The Wren family estate was in the area of Hampton Court. It had been bought by Wren many years before as part of a legacy for his son Christopher Wren, Jr. For convenience Wren also leased a house on St James’s Street in London. According to a 19th-century legend, he would often go to London to pay unofficial visits to St Paul’s, to check on the progress of “my greatest work”. On one of these trips to London, at the age of ninety, he caught a chill which worsened over the next few days.

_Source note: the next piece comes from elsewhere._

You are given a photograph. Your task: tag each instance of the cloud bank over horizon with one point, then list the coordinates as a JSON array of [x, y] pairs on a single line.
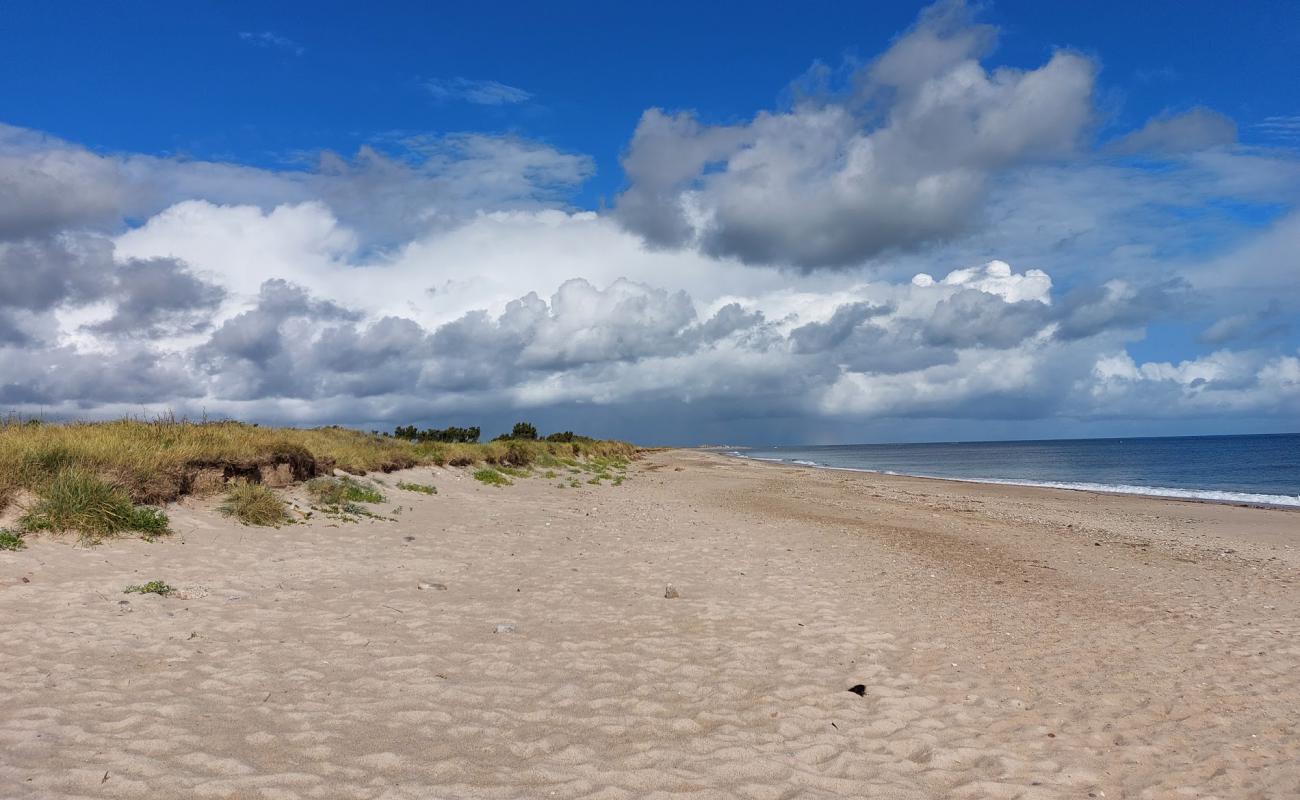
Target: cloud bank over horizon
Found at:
[[930, 236]]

On 25 February 1723 a servant who tried to awaken Wren from his nap found that he had died.
Wren was laid to rest on 5 March 1723. His remains were placed in the south-east corner of the crypt of St Paul’s beside those of his daughter Jane, his sister Susan Holder, and her husband William. The plain stone plaque was written by Wren’s eldest son and heir, Christopher Wren, Jr.
Therefore, I think that Wren will be a very used tag in this blog!